Oggi con le migrazioni e con le adozioni, “passaggi” verso nuove appartenenze,  trasferimenti evidentemente non solo possibili ma fortemente richiesti e, con qualche resistenza, accettati, comunque dilaganti come si vede, i due concetti tendono ad avvicinarsi di nuovo come dimostrano i significati delle due parole derivate: nazionalizzare e naturalizzare.

Lascio a chi fosse rimasto suggestionato dalle possibili applicazioni alla situazioni politiche delle conclusioni del Portante, la libertà di approfondire liberamente le proprie riflessioni e di tirare secondo la sua discrezione le conclusioni che crede; e, se proprio ci tiene, di addentrarsi poi nella casistica dei comportamenti umani, cercando con intelligenza di comprenderli. Al di qua o al di là dell'Atlantico, dal Nord al Sud.

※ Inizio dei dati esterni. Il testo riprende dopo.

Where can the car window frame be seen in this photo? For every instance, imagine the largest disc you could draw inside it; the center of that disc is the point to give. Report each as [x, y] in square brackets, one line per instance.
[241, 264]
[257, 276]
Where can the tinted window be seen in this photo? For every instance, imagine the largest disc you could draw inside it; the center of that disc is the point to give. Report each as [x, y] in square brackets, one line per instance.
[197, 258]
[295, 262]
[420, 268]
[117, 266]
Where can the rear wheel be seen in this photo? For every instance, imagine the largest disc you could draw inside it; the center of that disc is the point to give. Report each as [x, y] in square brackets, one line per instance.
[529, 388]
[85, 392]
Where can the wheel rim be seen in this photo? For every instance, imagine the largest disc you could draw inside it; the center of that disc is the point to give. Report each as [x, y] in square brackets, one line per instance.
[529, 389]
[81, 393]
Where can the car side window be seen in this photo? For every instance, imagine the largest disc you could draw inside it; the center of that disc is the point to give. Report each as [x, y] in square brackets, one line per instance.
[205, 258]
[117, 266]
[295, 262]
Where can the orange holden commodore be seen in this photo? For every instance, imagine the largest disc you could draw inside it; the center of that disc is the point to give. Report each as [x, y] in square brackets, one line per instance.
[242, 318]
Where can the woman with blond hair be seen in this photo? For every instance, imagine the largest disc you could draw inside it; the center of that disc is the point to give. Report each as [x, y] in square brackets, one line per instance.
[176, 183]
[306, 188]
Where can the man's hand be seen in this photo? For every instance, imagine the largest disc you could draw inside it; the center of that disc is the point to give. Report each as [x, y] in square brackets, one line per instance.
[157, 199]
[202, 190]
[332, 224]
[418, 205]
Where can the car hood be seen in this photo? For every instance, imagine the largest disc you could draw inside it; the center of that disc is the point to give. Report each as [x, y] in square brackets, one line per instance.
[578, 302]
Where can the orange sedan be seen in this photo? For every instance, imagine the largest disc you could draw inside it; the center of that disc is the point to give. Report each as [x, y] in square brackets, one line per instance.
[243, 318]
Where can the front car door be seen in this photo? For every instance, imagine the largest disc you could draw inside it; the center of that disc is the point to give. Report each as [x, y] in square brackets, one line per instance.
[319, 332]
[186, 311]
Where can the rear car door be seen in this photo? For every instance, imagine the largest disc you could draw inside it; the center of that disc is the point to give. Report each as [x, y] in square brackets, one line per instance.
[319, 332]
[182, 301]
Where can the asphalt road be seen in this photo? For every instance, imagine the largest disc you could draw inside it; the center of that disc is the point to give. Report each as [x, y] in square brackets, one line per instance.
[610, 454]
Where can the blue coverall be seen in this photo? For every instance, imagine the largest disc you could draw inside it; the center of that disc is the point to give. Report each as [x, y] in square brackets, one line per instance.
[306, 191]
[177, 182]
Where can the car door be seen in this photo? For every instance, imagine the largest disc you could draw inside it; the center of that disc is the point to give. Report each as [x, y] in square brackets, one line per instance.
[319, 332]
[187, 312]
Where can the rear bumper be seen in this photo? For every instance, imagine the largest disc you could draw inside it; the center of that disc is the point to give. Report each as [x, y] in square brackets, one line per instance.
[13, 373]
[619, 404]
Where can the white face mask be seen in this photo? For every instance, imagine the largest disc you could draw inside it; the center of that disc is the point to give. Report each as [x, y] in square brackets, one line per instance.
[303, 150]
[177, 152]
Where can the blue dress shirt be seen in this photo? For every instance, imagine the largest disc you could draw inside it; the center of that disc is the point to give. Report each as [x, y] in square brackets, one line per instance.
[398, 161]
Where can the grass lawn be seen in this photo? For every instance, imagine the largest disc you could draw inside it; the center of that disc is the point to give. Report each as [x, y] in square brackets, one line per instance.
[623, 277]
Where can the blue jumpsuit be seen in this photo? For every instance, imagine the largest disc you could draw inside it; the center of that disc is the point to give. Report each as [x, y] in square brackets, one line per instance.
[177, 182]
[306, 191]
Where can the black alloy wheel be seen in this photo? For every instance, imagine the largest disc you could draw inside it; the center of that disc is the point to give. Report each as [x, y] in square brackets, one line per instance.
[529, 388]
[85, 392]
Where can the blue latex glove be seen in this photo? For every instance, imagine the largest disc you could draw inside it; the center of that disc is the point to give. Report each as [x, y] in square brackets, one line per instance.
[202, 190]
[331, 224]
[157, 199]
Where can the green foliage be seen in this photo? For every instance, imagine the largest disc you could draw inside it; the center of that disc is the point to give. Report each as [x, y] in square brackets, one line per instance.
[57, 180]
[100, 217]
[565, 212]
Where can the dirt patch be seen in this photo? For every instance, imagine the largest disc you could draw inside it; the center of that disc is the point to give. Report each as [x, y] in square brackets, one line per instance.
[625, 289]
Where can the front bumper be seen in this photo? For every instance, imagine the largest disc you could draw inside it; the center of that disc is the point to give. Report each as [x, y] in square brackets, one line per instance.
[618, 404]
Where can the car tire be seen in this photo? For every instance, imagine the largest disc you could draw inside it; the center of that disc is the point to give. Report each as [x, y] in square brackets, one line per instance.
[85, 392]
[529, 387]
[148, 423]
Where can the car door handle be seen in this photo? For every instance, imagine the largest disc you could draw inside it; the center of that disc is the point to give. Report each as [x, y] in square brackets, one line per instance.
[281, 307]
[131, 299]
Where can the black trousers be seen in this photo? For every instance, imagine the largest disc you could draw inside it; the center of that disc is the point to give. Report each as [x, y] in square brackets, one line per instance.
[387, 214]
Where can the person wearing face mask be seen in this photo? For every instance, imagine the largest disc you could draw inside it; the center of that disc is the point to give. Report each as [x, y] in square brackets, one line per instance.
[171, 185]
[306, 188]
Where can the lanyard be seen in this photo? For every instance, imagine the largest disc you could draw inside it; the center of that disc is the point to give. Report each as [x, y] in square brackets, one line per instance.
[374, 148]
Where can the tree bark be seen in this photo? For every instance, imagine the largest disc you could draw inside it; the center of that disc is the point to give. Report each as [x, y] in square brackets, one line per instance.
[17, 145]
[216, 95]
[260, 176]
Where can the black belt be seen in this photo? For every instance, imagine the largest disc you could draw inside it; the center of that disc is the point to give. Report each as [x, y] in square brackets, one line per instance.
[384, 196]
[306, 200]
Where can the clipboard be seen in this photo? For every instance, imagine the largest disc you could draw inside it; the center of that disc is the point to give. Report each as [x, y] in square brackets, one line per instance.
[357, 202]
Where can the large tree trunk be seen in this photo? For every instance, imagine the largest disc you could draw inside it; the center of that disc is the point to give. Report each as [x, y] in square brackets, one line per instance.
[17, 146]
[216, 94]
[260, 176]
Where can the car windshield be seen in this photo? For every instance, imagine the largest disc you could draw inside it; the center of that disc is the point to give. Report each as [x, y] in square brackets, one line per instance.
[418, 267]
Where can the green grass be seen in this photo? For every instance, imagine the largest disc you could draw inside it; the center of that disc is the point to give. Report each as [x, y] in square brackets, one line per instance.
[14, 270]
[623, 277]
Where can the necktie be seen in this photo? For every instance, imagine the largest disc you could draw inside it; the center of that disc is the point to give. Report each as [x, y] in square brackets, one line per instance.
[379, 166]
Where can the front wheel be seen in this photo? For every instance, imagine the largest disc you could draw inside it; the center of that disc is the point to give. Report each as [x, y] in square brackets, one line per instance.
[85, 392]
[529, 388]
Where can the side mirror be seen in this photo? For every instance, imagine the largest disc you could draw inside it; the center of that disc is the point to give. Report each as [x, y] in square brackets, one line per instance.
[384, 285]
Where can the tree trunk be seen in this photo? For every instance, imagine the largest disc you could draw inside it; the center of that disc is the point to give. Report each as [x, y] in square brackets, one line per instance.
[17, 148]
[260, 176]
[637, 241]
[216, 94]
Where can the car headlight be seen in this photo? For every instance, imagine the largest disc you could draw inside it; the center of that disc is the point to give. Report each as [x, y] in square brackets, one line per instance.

Se poi si vuole allargare la ricerca documentaria orientata ad una migliore conoscenza della personalità di Jean Portante e della sua produzione letteraria, posso suggerire di partire da internet dove senza difficoltà sarà possibile trovarne, del personaggio, il profilo biografico e la bibliografia delle opere; con qualche pagina di presentazione critica (recensione di poesie). In seguito, avendone la possibilità, anche di acquistare l'ultima sua pubblicazione per informarsi sulla bibliografia critica essenziale.